The lobby of St Mungo’s was jam-packed with people as Roland Harper appeared within, having practically fallen through the wall that hid the hospital from the Muggle street on the other side. There was an air of panic, fright and heightened energy flying around the place, patients mingling with visitors, visitors trying to push their way through to different areas, and Healers and other staff trying their best to calm the situation. It wasn’t easy, of course. This was an event like no other, for despite the joy felt by the general wizarding populace now that Lord Voldemort was defeated, the number of dead and injured from the final battle was unprecedented.
That was why the teenager was here, in fact.
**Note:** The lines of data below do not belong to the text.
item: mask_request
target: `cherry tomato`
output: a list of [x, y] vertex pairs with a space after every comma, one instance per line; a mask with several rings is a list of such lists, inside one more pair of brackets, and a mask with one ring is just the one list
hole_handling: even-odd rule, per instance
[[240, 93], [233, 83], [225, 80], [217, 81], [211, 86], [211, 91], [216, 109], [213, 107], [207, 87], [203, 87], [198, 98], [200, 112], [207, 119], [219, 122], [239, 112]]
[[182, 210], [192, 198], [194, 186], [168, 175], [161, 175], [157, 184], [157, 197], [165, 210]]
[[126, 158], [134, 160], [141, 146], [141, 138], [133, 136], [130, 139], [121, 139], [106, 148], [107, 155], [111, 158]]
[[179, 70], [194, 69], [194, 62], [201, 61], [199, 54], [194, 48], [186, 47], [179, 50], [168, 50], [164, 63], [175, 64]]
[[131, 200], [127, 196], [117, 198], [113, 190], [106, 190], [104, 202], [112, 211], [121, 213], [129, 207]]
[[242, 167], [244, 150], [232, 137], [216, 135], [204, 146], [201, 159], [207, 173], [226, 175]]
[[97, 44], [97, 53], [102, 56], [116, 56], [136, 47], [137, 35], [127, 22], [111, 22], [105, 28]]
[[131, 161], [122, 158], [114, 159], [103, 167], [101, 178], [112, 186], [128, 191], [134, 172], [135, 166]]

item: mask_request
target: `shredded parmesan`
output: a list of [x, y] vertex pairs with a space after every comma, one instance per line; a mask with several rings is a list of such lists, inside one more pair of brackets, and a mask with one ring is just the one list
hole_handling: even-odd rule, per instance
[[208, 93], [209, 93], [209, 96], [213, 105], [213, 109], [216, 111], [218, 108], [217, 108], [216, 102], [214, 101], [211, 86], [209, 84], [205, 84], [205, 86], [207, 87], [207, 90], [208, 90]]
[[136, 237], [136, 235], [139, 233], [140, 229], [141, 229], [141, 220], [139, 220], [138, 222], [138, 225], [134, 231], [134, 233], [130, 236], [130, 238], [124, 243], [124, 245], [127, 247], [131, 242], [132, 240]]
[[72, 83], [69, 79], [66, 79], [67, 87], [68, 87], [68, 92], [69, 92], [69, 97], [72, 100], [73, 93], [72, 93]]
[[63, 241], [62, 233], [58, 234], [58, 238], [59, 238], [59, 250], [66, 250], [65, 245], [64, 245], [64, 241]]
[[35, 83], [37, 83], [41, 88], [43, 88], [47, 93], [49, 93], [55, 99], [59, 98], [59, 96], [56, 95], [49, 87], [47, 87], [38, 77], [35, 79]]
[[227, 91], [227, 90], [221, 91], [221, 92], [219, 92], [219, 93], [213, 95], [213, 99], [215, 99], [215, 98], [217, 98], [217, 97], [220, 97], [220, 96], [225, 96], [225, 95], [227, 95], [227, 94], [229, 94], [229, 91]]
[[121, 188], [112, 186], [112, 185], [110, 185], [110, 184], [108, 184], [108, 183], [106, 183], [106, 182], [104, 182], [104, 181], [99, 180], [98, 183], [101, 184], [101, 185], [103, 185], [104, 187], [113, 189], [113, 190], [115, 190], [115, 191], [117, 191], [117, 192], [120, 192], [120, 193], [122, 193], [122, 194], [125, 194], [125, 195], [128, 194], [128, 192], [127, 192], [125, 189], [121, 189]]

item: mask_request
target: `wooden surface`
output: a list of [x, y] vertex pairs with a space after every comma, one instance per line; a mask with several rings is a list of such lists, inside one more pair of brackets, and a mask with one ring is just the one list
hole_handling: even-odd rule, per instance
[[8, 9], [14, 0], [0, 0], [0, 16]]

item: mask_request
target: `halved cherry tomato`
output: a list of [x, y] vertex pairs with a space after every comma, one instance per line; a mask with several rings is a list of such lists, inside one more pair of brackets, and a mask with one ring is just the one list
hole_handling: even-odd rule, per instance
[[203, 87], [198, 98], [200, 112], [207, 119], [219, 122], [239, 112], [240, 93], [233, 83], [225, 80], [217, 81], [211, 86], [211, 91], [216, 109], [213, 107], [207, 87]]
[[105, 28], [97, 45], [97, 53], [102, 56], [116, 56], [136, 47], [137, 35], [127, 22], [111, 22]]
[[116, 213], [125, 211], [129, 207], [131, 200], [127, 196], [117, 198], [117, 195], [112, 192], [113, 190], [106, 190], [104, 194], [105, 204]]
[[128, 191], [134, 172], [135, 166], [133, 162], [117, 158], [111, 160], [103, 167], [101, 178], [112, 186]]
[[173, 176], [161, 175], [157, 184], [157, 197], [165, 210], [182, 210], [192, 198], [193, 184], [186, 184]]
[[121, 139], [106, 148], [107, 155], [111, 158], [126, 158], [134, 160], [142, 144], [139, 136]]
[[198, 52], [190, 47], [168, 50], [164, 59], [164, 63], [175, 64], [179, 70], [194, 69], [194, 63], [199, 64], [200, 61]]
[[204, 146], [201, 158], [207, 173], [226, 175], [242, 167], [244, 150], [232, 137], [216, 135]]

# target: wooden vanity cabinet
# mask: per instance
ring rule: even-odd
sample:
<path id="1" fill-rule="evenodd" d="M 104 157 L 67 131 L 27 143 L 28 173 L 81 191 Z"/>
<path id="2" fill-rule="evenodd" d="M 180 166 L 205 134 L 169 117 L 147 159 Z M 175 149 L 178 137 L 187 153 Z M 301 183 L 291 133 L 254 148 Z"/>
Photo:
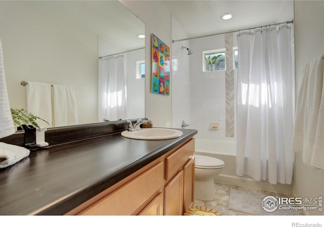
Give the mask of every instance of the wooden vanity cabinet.
<path id="1" fill-rule="evenodd" d="M 77 215 L 182 215 L 193 205 L 191 138 L 69 212 Z"/>
<path id="2" fill-rule="evenodd" d="M 193 205 L 194 183 L 194 139 L 165 159 L 165 215 L 182 215 Z"/>

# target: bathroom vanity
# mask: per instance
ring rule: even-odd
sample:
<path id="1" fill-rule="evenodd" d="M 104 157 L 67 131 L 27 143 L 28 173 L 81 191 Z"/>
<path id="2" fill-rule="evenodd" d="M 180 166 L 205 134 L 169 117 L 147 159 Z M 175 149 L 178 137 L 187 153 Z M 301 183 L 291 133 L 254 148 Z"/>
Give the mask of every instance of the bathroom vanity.
<path id="1" fill-rule="evenodd" d="M 48 130 L 53 145 L 0 169 L 0 215 L 181 215 L 193 204 L 197 131 L 136 140 L 118 124 L 83 126 L 70 141 L 73 127 Z"/>

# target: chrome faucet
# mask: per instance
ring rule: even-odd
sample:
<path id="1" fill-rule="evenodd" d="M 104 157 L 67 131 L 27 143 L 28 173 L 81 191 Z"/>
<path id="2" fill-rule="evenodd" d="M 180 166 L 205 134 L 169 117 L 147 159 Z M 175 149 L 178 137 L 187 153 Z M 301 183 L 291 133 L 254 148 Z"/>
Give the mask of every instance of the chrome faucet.
<path id="1" fill-rule="evenodd" d="M 185 127 L 187 127 L 188 126 L 189 126 L 190 125 L 186 124 L 184 122 L 184 121 L 182 121 L 181 122 L 181 129 L 184 129 Z"/>
<path id="2" fill-rule="evenodd" d="M 140 129 L 141 129 L 141 128 L 140 128 L 140 126 L 141 126 L 141 125 L 144 123 L 146 123 L 146 122 L 147 122 L 147 121 L 140 119 L 138 120 L 136 123 L 134 123 L 134 124 L 133 124 L 133 123 L 132 122 L 132 121 L 130 120 L 126 120 L 126 122 L 129 123 L 130 125 L 129 126 L 130 127 L 129 127 L 129 128 L 128 129 L 128 131 L 130 131 L 131 132 L 134 132 L 135 131 L 138 131 Z"/>

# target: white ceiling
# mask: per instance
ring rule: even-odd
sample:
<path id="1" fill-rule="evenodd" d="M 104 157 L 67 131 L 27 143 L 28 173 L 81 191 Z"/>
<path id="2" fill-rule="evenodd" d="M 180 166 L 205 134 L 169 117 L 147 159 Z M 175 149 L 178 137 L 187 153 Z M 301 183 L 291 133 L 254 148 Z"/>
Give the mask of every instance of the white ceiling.
<path id="1" fill-rule="evenodd" d="M 294 16 L 294 3 L 290 0 L 154 2 L 161 2 L 184 29 L 187 35 L 181 38 L 290 21 Z M 37 7 L 39 13 L 52 16 L 80 38 L 85 39 L 87 36 L 99 35 L 124 49 L 144 46 L 144 40 L 136 37 L 136 34 L 145 32 L 144 23 L 117 1 L 26 1 L 17 3 Z M 233 13 L 234 17 L 228 21 L 221 20 L 220 16 L 227 12 Z"/>
<path id="2" fill-rule="evenodd" d="M 188 35 L 192 38 L 213 35 L 266 24 L 291 21 L 293 1 L 163 1 Z M 224 21 L 225 13 L 234 17 Z"/>

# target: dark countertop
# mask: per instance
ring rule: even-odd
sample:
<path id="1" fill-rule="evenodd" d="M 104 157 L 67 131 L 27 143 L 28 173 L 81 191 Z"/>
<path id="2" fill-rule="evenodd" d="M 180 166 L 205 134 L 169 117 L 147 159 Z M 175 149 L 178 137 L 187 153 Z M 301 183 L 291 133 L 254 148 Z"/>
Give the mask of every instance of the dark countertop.
<path id="1" fill-rule="evenodd" d="M 32 152 L 0 169 L 0 215 L 63 215 L 192 137 L 109 135 Z"/>

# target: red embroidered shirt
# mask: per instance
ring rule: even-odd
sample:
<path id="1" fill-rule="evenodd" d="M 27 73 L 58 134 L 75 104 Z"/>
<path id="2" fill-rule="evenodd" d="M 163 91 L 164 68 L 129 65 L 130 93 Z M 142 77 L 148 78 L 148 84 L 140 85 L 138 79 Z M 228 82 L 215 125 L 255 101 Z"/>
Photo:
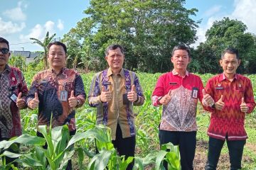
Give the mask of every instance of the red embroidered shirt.
<path id="1" fill-rule="evenodd" d="M 224 74 L 215 76 L 206 84 L 206 91 L 214 101 L 223 96 L 225 106 L 221 110 L 205 109 L 211 112 L 208 135 L 210 137 L 225 140 L 228 135 L 230 140 L 242 140 L 247 138 L 244 124 L 245 113 L 240 110 L 242 98 L 249 108 L 247 113 L 255 107 L 252 86 L 250 80 L 242 75 L 235 74 L 233 81 L 229 81 Z"/>
<path id="2" fill-rule="evenodd" d="M 184 77 L 174 70 L 161 75 L 152 94 L 152 103 L 171 90 L 171 100 L 163 106 L 160 130 L 190 132 L 197 130 L 196 120 L 198 98 L 202 101 L 203 89 L 201 78 L 186 72 Z"/>

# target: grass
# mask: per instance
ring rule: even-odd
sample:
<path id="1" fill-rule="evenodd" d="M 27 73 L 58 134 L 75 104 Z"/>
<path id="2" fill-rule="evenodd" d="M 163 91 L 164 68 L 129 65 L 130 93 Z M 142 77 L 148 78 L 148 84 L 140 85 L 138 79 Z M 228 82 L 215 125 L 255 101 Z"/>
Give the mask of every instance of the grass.
<path id="1" fill-rule="evenodd" d="M 34 73 L 26 72 L 24 76 L 28 86 L 31 81 L 32 76 Z M 85 91 L 87 94 L 94 73 L 81 74 L 85 85 Z M 137 129 L 137 155 L 143 157 L 155 150 L 159 149 L 158 139 L 158 125 L 161 120 L 161 108 L 153 107 L 151 104 L 150 96 L 155 86 L 156 81 L 161 74 L 147 74 L 138 73 L 138 76 L 144 91 L 146 101 L 144 106 L 141 107 L 134 107 L 136 113 L 136 125 Z M 212 76 L 210 74 L 199 75 L 205 84 L 207 80 Z M 248 75 L 251 79 L 254 91 L 255 98 L 256 96 L 256 75 Z M 23 110 L 21 112 L 21 118 L 23 124 L 23 132 L 29 134 L 36 134 L 36 110 L 28 109 Z M 96 119 L 95 109 L 90 108 L 87 102 L 77 110 L 76 120 L 78 132 L 84 132 L 94 127 Z M 206 162 L 207 157 L 207 144 L 208 137 L 206 134 L 208 126 L 210 121 L 210 113 L 203 110 L 201 104 L 198 104 L 197 111 L 197 123 L 198 131 L 197 133 L 197 154 L 195 159 L 195 169 L 203 169 Z M 247 140 L 247 144 L 245 147 L 242 167 L 243 169 L 252 169 L 256 166 L 256 111 L 246 117 L 245 128 L 249 138 Z M 94 141 L 81 142 L 75 147 L 87 145 L 91 150 L 94 150 Z M 26 150 L 23 147 L 23 149 Z M 221 153 L 221 158 L 223 160 L 220 162 L 218 169 L 228 169 L 229 159 L 227 147 L 225 146 Z M 86 166 L 88 163 L 88 158 L 85 157 L 83 164 Z M 74 169 L 78 169 L 78 159 L 75 156 L 73 159 Z"/>

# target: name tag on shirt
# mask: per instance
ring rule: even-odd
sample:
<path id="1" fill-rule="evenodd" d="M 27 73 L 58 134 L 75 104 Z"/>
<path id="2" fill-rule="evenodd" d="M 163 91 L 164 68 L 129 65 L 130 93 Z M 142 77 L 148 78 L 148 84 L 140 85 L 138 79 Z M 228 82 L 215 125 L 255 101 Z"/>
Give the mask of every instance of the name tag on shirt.
<path id="1" fill-rule="evenodd" d="M 59 99 L 60 101 L 68 101 L 68 91 L 60 91 Z"/>
<path id="2" fill-rule="evenodd" d="M 16 95 L 16 94 L 12 93 L 10 96 L 9 98 L 11 98 L 11 100 L 12 101 L 14 101 L 14 103 L 16 103 L 17 101 L 17 96 Z"/>
<path id="3" fill-rule="evenodd" d="M 103 81 L 102 84 L 105 85 L 105 86 L 111 85 L 111 82 L 110 82 L 110 81 Z"/>
<path id="4" fill-rule="evenodd" d="M 178 84 L 176 82 L 170 82 L 169 84 L 171 85 L 171 86 L 178 85 Z"/>
<path id="5" fill-rule="evenodd" d="M 193 87 L 192 89 L 192 98 L 198 98 L 198 89 L 196 87 Z"/>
Carefully brushing past a mediwizard who was doing his best to console a distraught looking woman, Roland’s stomach tightened in nervous anticipation as he waited behind a man arguing with the welcome witch about access to one of his relatives. He saw, however, that the harassed looking employee had slipped up with regards to security, and had left a clipboard with details of which patients had been moved to where in the emergency, and snuck closer to have a look. Being a seeker, and therefore light of touch, he swiftly grabbed the sheet from behind her, and scanned the list of names as quickly as he could. Before the poor creature was able to stop him, the Slytherin, still in his dark green pyjamas, was able to replace the list and head for the stairs, identifiable only by his blond head and the way he stood taller than most of the other visitors running around the place.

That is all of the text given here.